Cassius Marcellus Clay & Violence at Political Rallies

Cambridge, MA: Civil War & Lincoln Memorial 10/12/15
Cambridge, MA: Civil War & Lincoln Memorial 10/12/15

Violence at political rallies?  Creating apparent threats?  Very old stuff.

I happened to read the other night descriptions of some rallies when the violence was real.  In one, a Republican offered a performance The Donald couldn’t hope to match.

***

          Cassius Marcellus Clay, I’d guess, would have admired the iconic photo of his namesake, challenging the prone Sonny Liston to get up. The two Clays had much in common.

Both were Kentuckians.  Both were handsome, tall, formidably strong.  Both were highly intelligent and articulate.  Both, as young men with bright futures, took principled stands that cost them dearly.  And, both knew how to defend themselves whether as fighters or advocates.

The first Cassius Marcellus Clay was born in 1810 into the dynasty that produced his cousin, Henry Clay, and three generations of politicians and statesmen.

The Clays were substantial slaveholders.  But at about 20, Cassius Marcellus became an emancipationist.  And, he chose to argue his cause in Kentucky. His next 30 years were marked by politics at their most elemental:  brawling, campaigning, dueling, newspapering and soldiering.  No Quaker, Clay.  But no John Brown either.

An early Republican and a strong Lincoln man, in 1860 the ever-combative Clay took the campaign to Wheeling, now West Virginia, a significant slave depot.  A half mile from its slave-auction block, across the Ohio River, were stations on the Underground Railroad.

John S. Cochran, then 18, lived on the Ohio side in Quaker country.  He recalled Clay’s visit in his memoir, Bonnie Belmont: A Historical Romance of the Days of Slavery and the Civil War (1907).[1]

On the evening of the meeting, Clay, who was a tall, powerfully built man, stepped upon the platform, deposited the Constitution of the United States, two revolvers and a dirk knife [he always carried a Bowie Knife] upon the table in full view of the audience, and calmly and deliberately said: “I am a native born American Citizen. I have come here tonight to talk to you on issues of this campaign.  I have been notified if I did I would be killed.  I learn that another Republican speaker has been mobbed in this city … and the meeting broken up.  There is the Constitution of the United States which guarantees the right of free speech.  I intend to enforce and protect that right.”

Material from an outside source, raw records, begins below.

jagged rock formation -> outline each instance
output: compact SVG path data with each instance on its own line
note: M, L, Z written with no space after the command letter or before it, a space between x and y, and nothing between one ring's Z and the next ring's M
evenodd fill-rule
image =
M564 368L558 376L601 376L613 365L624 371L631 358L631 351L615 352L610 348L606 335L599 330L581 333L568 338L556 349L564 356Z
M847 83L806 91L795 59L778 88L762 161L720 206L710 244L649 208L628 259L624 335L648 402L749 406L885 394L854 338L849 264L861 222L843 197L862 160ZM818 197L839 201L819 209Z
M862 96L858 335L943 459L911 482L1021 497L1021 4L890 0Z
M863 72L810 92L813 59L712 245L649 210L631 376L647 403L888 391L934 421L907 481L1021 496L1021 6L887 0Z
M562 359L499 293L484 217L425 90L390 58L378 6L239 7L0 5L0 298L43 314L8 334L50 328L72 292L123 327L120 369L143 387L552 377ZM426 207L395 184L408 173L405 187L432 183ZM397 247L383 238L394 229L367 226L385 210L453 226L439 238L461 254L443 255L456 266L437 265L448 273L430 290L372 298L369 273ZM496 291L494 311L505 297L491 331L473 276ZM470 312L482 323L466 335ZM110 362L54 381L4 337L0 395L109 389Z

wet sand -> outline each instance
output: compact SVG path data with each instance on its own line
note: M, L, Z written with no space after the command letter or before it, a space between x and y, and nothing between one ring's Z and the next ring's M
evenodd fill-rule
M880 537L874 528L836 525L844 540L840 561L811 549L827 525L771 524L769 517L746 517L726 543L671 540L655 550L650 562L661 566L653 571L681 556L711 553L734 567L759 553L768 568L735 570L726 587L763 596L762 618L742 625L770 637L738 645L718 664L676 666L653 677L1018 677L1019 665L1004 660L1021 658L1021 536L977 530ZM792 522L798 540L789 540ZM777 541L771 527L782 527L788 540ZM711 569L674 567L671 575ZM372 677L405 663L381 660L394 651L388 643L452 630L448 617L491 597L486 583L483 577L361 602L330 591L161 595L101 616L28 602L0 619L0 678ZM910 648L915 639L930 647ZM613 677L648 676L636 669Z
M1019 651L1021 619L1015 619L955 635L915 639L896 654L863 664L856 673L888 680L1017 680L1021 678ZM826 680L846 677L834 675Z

The effect was magical. He made a most powerful and fearless speech and was not interrupted once.

It was well known that Clay was a dangerous man to trifle with, as they had attempted to mob him in Kentucky and the ruffian who had been selected to kill Clay in the melee, was literally cut to pieces by Clay and died a few minutes thereafter….

It was the last political mob ever attempted in Wheeling.[2]

Clay’s roistering continued until the very end of his long life, in 1903. In the interim, he made a critical contribution to the Union cause in the Rebellion’s first hours, organising a guard for the new president.  As the first US ambassador to Russia, he advanced Lincoln’s diplomatic offensive aimed at keeping the European powers from aiding the Confederacy.

Of Cochran and his memoir, I’ll have more to say in future posts.

 

Notes

  1. Judge John S. Cochran, Bonnie Belmont: A Historical Romance of the Days of Slavery and the Civil War (1907), reprinted West Jefferson, Ohio: Genesis Publ. Co., 1997, pp. 197-98.  Parts of this book are memoir; parts a roman à clef; and parts hearsay and local legends.  It’s fairly clear which is which.
  2. Id. Paragraphing and links added by the blogger.